Wednesday, March 14, 2018

The Time I Visited a Moonie Commune

San Francisco, March 1977. I had just finished my first business trip to the USA, and was now spending a few days walking around San Francisco. I loved the place to the point that I had changed a flight so I could stay an extra two days.

At Fisherman's Wharf I chatted with a couple. They were about my age, and extremely pleasant.

I quickly figured out they were Moonies,. Their cult was notorious for brainwashing young people, estranging them from their families, then marrying them off in mass weddings

I had read about Divine Deception a Moonie principle that justifies lying to serve the greater purpose. I had fun saying things that I knew would be counter to their beliefs, and only getting smiles and affirmations in return.

Eventually, one said: "Hey, would you like to come to our commune?"
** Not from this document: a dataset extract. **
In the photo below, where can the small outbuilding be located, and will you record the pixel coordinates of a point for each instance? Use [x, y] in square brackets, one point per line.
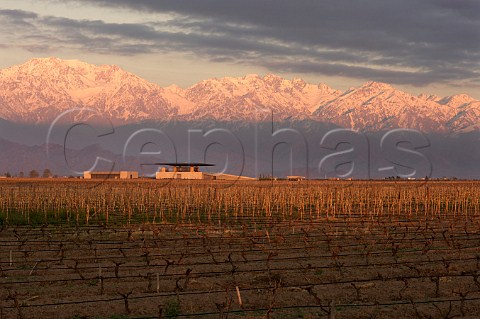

How could I refuse? I was 26 and invincible.

We hopped on a bus and got off about 10 blocks later. I'd like to say we were in Haight Ashbury, with it's elegant homes, but I cannot be sure. I noticed a crowd standing outside a large house that turned out to be the commune. They clearly intended to stay outside.

As I made my way through the crowd towards the front door, a man said "don't go in there." Another promised, "you won't come out the same."

I just had to go in.

Inside, there were twenty or thirty young people: commune members and lost souls collected that day. The place was well-appointed; funding did not appear to be an issue.

I took a photo of my two new friends.
"C'mon, stay for dinner," they implored.

After dinner, I decided it was time to leave, but my new friends encouraged me to stay because they were about to show slides of the commune's fabulous farm outside San Francisco.

The projected images showed a bucolic, happy place. Young people lay on the grass in a big, contented circle, their feet all pointed to the center. "Mega-footsie"' I thought.

As the lights came back up, I decided it was time to leave.

"But you must stay, and come to our farm tomorrow," they implored.

I told them I had a flight to catch, and that I was leaving. I clearly showed determination, as they didn't block my path to the door.

Next day I flew from San Francisco to Los Angeles, then on to London Heathrow. This was my first flight on a wide-body, two-aisle plane (a DC-10).
March 1977, McDonnell Douglas DC-10, LAX/LHR. View from my seat.
It was Air New Zealand equipment that had come from Auckland, and, oddly, it was operated by a British Airways crew.

I got to watch movies (Super 8 film), have dinner and breakfast, and listen to several channels of music on one-hour repeat loops. The old lady next to me was suitably charming, and one of the flight attendants told me he'd had the honor to serve an investigator of a recent plane crash. "They used dental records to identify the victims," he confided.

There was no way I would have missed that flight.
March 2018, Boeing 757, MSP/FLL I still like to take photos on planes.
Note: I took the three Kodachromes, March 1977. I recently threw out my last 35mm color slide after scanning the images I wanted to keep.